Uma Thurman is an actress and mother.

{ 8 comments… read them below or add one }

Geoff Page September 23, 2021 at 4:00 pm

Wow, that was powerful.


sealintheSelkirks September 23, 2021 at 5:33 pm

Yes it was, Geoff.

All of this, the most abhorrent rightwing reactionary vicious ethically repugnant policies talked of in the last few decades by these cognitively-challenged right wing religious fundies, realist paranoia whispers that it will get so much worse as the Republicans continue to jury-rig voting in their minority party favor through state legislatures. They already own the unSupreme Court, a majority of governors, federal appeals court judges.

What could a Jew do when standing in front of a Nazi court in the 1930s/40s? Beg for mercy to someone you disgust and thinks of you as a cockroach? Now we have plenty of 18th Century thinkers for judges that sees these women as evil murderers. No mercy for them, either, I’m betting.

Wait until Texas executes the first woman sentenced to death for an abortion ‘murder’…and her doctor. And the father who allowed it. And the other family members who helped…and now the taxi driver who drove her there or maybe the bus driver, eh? Think it won’t happen, couldn’t happen in ‘america?’ This is not a snark.

This is where this is going, people, where extreme fanaticism always leads to. People are so frightened by the thought of suicide bombers but are these people any different? Both are just religious fundamentalist fanatics! People of ‘The Book’ as they call themselves.

Include the unSupreme Court ‘justices’ (and I use that term loosely) who of course will choose to not discuss it when the 1st case comes before them because, after all, this is what they have publicly supported for decades, the end of Roe vs Wade, and if it takes a little collateral damage to achieve their twisted dream since 1973, they’ll do it.

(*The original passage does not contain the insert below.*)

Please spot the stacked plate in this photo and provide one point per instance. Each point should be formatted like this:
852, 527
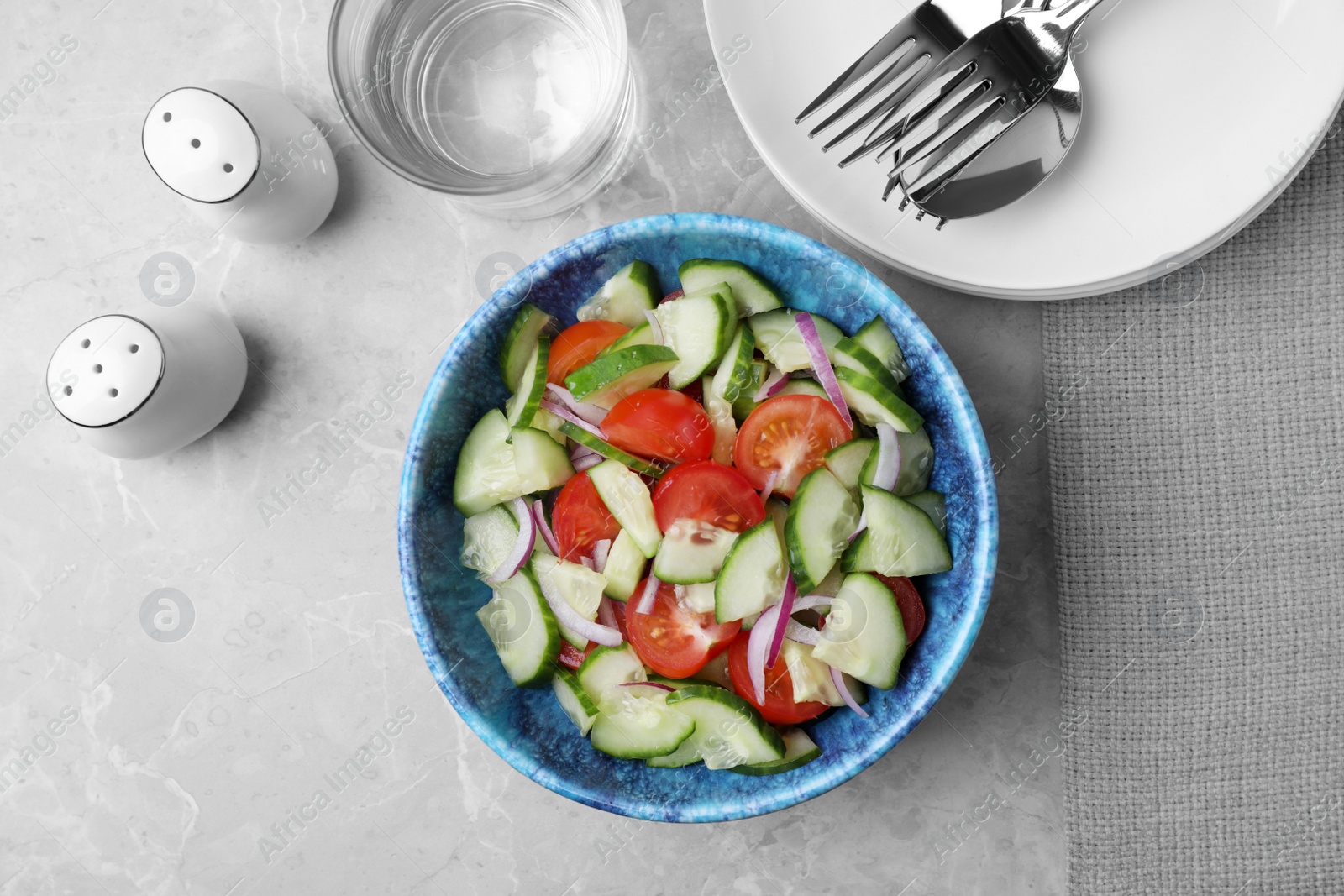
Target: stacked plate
1196, 116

Didn’t the US torture of innocent Iraqis at the Abu Griab torture prison teach us anything about how little we’ve changed since the fanatic religious hung women for Witchcraft?

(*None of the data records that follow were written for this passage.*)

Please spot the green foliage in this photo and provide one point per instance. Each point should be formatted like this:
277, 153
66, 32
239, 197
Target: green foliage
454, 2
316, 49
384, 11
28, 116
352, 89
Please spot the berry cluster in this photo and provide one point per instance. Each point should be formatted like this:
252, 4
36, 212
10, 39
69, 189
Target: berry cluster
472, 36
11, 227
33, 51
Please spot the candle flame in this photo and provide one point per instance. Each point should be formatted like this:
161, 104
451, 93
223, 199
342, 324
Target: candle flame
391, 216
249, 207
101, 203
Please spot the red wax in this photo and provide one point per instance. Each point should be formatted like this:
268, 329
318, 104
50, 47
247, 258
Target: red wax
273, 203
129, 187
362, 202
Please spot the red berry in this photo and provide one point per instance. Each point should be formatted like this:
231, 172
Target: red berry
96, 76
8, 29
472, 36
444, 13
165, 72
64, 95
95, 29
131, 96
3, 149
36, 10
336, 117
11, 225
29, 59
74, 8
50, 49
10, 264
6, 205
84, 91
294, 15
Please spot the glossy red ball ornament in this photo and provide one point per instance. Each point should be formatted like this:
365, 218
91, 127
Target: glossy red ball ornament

Notice that the right to your own body seems to go no farther than the anti-mask & vaccination crowd…who tend to support the taking away of body rights for other women. Hypocrisy is endemic and it doesn’t seem to be causing much cognitive dissonance as I had hoped. Heads are not exploding for some reason. Too bad.

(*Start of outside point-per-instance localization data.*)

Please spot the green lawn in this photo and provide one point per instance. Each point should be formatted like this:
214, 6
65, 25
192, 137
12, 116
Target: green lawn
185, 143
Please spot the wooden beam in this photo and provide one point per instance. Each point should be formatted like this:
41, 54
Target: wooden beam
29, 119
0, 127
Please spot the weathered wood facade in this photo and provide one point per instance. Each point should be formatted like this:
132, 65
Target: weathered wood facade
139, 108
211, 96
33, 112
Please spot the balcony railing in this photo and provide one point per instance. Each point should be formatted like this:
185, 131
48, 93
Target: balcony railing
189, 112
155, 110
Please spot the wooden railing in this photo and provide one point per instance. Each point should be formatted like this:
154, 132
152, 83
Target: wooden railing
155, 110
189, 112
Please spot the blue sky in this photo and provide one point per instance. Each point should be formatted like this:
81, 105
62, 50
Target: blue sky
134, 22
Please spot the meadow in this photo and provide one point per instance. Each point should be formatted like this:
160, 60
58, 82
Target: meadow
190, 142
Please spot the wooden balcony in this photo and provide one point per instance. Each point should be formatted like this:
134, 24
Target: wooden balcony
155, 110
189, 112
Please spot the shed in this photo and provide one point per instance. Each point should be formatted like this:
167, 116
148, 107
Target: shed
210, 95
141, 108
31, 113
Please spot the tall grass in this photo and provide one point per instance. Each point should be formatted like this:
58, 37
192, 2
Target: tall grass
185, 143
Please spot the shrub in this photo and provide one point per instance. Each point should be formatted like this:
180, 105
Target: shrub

The article below fits here.


The Texas Taliban Wing of the Republican Party
In total control of the state, Republicans have a free hand that they’ve used to enforce extremism.

originally from Chicago Sun-Times


Woman ADULT FEMALE September 24, 2021 at 9:09 pm

So glad she did not erase the word woman as the ACLU strangely does recently. It is women’s rights, not womb bearers or whatever the “woke” says to erase women.


Frank Gormlie September 25, 2021 at 7:28 am

If it’s a human rights crisis for women, it’s a human rights crisis for men.


Mandy Havlik September 25, 2021 at 9:44 am

Good morning Frank. I am curious about this comment you made. How is lack of access to abortion a human rights crisis for men? Please explain. Thank you.


Frank Gormlie September 25, 2021 at 11:19 am

Because men can no longer stand or sit by when women’s rights are abused. The lack of abortion facilities is an issue for men. It’s not just a women’s issue, it’s a human rights issue.


Mandy Havlik September 25, 2021 at 11:22 am

Thank you Frank! I appreciate your support for women. You are absolutely correct! Have a great weekend.


sealintheSelkirks September 25, 2021 at 12:06 pm

Solidarity. What you do to this person you do to me. Just because men don’t carry that collection of cells and have a uterus doesn’t mean that empathy can’t exist.

My ex in 1984 had ribs broken in a karate tournament. Literally kicked in and the woman competitor was disqualified for it. Then she found out she was pregnant and the doc said she shouldn’t/couldn’t carry it because she needed to heal instead since as she swelled the broken bones wouldn’t set properly. A serious healthy & woman’s safety issue. WE chose to terminate but they wouldn’t let me sit with her during the procedure…. that still bothers me thinking about it.